A/N: Hello everyone! I hope you are all well. This story came about because of an anonymous request I received asking if I could write a story about Halt dealing with still getting used to having an apprentice and feeling a little out of his depth when Gilan gets into trouble with bullies or bullying at Battleschool. As I was writing it, it took a slightly different tack than peer to peer bullying, but I hope this fits the theme despite this, and that the end result is as fun to read as it was to write.


Chapter 1

There was a sharp chill in the air that carried with the wind. It seemed to resonate with the distant sensation of numbness and ice that had settled deep in Gilan's bones. Even if the sun had not been obscured by the brooding dark clouds that scudded overhead, he doubted it would be enough to dissipate the cold.

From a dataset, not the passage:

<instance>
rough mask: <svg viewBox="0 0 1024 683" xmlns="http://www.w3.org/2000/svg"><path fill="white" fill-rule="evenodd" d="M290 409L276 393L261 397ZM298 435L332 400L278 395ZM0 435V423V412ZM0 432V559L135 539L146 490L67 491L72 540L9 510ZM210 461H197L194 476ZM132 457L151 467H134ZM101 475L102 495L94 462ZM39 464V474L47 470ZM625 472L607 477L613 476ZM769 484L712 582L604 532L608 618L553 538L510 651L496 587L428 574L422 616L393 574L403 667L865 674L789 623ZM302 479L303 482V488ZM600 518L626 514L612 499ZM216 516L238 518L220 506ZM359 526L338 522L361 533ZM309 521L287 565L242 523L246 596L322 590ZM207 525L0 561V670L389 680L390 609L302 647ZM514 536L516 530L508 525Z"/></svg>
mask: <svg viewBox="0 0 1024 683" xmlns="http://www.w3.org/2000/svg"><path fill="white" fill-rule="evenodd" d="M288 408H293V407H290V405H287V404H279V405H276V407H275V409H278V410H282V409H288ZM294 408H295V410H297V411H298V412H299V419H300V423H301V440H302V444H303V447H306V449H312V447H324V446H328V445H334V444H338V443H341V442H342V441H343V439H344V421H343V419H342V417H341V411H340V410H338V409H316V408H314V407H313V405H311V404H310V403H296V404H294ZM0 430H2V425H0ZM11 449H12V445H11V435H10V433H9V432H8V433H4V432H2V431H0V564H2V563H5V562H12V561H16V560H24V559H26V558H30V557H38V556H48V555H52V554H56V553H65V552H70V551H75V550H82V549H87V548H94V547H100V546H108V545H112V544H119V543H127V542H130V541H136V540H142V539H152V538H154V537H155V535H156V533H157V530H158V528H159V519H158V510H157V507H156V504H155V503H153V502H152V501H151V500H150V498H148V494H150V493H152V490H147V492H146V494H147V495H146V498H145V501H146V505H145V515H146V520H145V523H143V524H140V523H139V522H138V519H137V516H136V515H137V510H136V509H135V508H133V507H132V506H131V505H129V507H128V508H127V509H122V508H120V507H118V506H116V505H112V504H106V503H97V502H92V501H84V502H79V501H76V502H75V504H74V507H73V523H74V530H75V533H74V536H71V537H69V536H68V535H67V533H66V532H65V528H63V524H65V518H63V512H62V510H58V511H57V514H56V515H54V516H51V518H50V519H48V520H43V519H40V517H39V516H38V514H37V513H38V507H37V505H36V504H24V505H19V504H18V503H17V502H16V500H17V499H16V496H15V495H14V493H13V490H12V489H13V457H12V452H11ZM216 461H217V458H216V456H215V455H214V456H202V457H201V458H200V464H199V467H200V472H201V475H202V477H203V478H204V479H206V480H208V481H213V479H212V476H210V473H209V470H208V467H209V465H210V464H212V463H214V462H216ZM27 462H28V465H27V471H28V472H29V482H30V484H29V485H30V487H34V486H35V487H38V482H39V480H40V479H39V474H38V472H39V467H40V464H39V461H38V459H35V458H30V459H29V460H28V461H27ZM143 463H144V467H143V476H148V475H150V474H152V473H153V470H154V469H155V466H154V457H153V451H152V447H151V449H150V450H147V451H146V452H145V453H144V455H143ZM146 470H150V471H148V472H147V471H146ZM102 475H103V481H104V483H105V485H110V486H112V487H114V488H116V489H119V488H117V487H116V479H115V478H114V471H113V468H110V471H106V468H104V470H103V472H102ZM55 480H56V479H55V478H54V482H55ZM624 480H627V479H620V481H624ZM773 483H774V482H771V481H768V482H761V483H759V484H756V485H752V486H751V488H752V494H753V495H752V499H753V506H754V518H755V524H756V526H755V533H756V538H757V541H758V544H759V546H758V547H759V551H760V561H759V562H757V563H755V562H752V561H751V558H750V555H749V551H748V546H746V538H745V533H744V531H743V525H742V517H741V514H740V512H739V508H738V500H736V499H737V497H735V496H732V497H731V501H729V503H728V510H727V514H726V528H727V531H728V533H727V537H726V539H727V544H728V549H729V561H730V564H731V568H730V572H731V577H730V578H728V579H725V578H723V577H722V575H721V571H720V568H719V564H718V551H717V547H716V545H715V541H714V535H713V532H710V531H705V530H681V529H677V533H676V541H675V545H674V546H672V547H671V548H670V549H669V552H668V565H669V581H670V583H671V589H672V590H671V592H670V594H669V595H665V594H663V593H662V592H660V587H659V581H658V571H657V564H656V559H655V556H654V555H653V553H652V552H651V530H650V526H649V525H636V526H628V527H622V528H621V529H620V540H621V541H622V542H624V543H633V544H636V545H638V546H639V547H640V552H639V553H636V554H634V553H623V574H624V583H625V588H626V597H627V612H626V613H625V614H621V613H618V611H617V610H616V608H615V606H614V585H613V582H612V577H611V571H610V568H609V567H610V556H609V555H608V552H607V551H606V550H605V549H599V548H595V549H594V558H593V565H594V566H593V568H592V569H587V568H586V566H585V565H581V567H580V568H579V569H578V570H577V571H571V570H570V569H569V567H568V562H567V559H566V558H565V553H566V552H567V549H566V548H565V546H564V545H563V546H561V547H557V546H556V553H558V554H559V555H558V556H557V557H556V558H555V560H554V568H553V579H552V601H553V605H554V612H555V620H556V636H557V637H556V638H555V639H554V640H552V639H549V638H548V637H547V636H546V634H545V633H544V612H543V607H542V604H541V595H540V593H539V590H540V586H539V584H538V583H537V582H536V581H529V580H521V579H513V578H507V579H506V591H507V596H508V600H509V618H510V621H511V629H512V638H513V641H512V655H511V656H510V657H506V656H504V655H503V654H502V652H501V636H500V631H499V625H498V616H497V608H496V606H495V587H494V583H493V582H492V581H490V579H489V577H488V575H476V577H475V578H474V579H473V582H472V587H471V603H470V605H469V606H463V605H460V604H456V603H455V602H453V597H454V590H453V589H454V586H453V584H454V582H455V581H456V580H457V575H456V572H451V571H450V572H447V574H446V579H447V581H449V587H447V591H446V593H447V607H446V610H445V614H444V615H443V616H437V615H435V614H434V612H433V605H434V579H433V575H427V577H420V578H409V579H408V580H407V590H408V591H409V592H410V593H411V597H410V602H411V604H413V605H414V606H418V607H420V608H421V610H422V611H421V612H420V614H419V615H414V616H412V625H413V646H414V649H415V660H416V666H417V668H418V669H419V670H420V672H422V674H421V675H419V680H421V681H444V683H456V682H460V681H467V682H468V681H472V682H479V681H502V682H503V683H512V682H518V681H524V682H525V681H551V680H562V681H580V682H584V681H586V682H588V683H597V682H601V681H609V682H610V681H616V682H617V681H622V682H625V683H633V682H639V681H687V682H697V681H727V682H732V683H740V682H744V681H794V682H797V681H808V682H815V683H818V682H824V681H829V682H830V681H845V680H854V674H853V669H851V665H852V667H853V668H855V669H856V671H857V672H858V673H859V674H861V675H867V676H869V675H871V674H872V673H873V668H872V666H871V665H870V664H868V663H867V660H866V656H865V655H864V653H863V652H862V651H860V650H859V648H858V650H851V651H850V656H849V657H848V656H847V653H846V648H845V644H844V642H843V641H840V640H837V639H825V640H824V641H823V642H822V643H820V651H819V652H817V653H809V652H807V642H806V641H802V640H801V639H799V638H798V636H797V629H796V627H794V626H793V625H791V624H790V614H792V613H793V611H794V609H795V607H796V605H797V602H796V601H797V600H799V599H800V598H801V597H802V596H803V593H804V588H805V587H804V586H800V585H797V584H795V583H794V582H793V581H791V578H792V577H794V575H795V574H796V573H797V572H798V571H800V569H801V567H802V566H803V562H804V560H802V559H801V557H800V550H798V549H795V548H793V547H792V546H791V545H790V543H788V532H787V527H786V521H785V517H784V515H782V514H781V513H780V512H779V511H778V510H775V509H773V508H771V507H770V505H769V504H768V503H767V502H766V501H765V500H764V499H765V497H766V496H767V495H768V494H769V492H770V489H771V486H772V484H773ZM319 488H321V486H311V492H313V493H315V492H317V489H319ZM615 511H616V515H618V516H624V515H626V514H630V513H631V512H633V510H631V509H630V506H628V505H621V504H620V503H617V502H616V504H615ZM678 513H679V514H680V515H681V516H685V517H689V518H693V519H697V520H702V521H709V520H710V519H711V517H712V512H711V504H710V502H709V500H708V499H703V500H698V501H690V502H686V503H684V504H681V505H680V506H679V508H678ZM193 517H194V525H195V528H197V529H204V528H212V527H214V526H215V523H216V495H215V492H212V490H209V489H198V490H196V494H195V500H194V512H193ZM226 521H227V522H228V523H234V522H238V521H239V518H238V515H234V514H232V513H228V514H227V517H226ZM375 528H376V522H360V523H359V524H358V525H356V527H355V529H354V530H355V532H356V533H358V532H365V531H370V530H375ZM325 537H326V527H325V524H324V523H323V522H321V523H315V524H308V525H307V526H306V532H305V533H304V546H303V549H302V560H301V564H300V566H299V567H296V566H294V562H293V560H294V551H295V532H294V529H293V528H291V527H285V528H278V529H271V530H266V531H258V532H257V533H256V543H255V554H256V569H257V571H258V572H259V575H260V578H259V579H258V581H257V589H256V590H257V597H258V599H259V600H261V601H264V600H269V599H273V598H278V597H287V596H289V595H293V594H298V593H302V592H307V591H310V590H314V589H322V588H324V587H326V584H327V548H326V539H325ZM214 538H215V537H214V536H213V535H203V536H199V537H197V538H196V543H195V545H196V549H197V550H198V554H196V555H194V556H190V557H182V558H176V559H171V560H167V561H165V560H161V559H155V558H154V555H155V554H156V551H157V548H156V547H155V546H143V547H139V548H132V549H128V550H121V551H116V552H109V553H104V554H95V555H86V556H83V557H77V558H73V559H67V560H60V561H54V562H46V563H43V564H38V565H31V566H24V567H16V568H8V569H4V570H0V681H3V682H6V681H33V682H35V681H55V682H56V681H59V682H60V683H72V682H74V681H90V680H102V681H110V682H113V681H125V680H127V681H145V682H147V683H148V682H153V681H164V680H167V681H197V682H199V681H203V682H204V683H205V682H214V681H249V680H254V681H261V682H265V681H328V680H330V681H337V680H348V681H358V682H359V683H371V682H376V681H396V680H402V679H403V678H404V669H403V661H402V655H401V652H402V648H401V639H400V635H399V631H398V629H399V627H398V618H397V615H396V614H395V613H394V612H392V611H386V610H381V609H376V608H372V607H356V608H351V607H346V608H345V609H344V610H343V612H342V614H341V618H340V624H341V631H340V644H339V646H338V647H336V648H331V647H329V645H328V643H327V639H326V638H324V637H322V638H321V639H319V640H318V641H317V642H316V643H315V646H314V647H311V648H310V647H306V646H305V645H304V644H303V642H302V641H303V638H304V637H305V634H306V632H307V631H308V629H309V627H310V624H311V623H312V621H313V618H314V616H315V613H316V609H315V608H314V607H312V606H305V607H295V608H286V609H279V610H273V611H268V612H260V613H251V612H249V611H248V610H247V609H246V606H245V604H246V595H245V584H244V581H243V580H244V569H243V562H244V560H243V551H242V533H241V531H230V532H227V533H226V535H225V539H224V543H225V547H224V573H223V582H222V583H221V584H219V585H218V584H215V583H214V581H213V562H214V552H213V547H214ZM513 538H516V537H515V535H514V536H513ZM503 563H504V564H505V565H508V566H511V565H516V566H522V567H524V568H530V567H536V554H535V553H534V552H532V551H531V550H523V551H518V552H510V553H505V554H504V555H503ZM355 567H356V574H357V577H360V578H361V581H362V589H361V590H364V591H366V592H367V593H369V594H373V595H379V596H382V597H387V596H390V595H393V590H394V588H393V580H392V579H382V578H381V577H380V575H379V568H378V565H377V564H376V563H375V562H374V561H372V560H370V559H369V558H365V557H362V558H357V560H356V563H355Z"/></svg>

He wrapped his cloak tighter around his body, wishing idly that the fabric could shield him from sensation as much as it could shield him from sight. But the gesture was not as soothing as he had hoped it might be; it didn't chase away the haze that had taken hold of his thoughts or the pain that sharpened its presence with each step he took. Every breath stabbed and the twisting in his stomach made him feel as if he might be sick again.

The familiar buildings of Caraway's Battleschool took shape before him and, despite everything, he felt a measure of relief at the sight. Eyes scanning the area, he searched the figures of the milling knights and Battleschool apprentices until his gaze settled on the familiar sturdy form of his father. He let out his breath in a silent puff of air, misty against the chill morning, and felt the tension that he had not been aware he'd been carrying leave his body. He was almost there.

He closed the distance between them as quickly as he was able. Since his father was in the middle of instructing a class, he waited patiently a couple of meters away until he was acknowledged. He was grateful for the pause only as it gave him time to try and formulate his harried thoughts into some passing mimicry of coherence and sense.

Sir David signaled for one of his sergeants to take over the class before finally turning his full attention toward him.

"Apprentice, Gilan?" he asked. Though formal, his words were not without care.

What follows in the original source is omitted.